Apr 27, 2010 - 11:59am PT
Mark, did you climb GU?
Mark Hudon

Trad climber
Hood River, OR
Apr 27, 2010 - 12:20pm PT
Rap bolted aside, on my best day, I could probably not climb GU. I did have loads of fun on the Nabisco Wall, the start of the Nose and the start of Freeblast though!
Ricardo Cabeza

climber
All Over.
Apr 27, 2010 - 12:23pm PT
But, but, you're Mark Hudon and you're a badass! :)

Just teasing man, glad you had a productive Valley trip!

EDIT; Pictures Mark!
bmacd

Trad climber
Beautiful, BC
Apr 27, 2010 - 12:40pm PT
A quick question - has "growing up" been ascended by any party from the ground to the top, with fixing or a bivy or in one shot ??? Rapping in and doing the upper section on its own doesn't count

Yes or no.

If yes then who ?
tradmanclimbs

Ice climber
Pomfert VT
Apr 27, 2010 - 12:40pm PT
What a bunch of wankers. 3 years of bitching and no one has even repeted the damn thing..
the Fet

climber
Tu-Tok-A-Nu-La
Apr 27, 2010 - 12:41pm PT
Someone would have eventually done SB without fixed ropes.
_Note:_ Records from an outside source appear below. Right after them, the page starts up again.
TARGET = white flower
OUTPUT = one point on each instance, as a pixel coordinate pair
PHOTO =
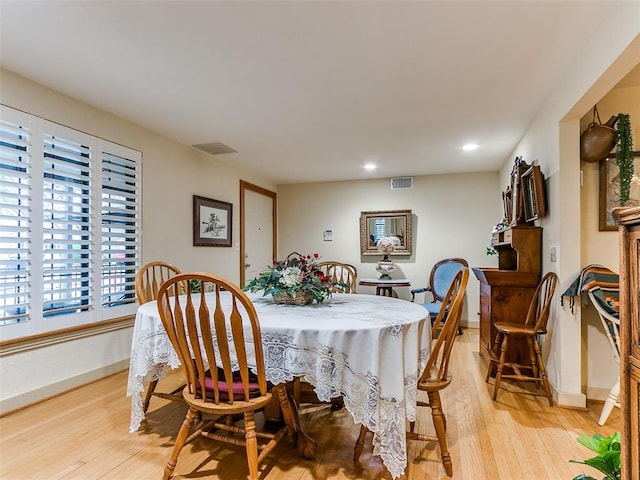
(290, 276)
(388, 244)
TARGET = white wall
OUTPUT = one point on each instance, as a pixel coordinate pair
(172, 173)
(553, 140)
(452, 217)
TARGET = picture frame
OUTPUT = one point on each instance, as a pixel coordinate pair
(610, 191)
(533, 194)
(212, 222)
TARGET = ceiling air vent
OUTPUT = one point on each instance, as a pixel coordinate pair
(401, 183)
(216, 148)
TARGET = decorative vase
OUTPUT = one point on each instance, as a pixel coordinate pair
(299, 298)
(598, 139)
(385, 268)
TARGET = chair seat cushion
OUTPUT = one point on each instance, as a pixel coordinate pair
(515, 328)
(223, 388)
(433, 308)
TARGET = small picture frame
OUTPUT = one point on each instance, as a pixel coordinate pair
(533, 194)
(212, 221)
Of course rap bolting is more of a stylistic transgression than fixed ropes but someone could always do the FA in better style unless you do a barefoot free solo.
Gary

climber
Desolation Basin, Calif.
Apr 27, 2010 - 12:44pm PT
The Chief:
Integrity of Style & Principal.

When it suits you, The Chief?

The Chief:
Right or wrong don't mean shit!
dustonian

climber
RRG
Apr 27, 2010 - 12:45pm PT
And maybe someday figure out a way to actually free the rappel-installed (!!) 60' A0 bolt ladder and pendulum too!
Ihateplastic

Trad climber
It ain't El Cap, Oregon
Apr 27, 2010 - 12:51pm PT
the Fet

climber
Tu-Tok-A-Nu-La
Apr 27, 2010 - 12:51pm PT
you guys seem to take the position that the process of getting something done is irrelevant from the final result.

No, it seems to me the question for this particular route is what it more important the final result or how it got done? i.e. should the route have been done ground up in a better style, but the route would have had holes leading to nowhere, and sparse protection (like all the other free routes on the face), or should it have been done like it was sacrificing style on the first ascent to create a route that followed the best line up and allowing enough protection that more than one party a decade will climb it.

Edit: it seems the FA party deliberated long and hard on this question and chose the latter.
Bob D'A

Trad climber
Boulder, CO
Apr 27, 2010 - 12:51pm PT
Chief...you are wanker..lead by example and go do a better job on a route of same difficulty. It a big wide open face.

Bachar had the right to his opinion...just like the rest of us.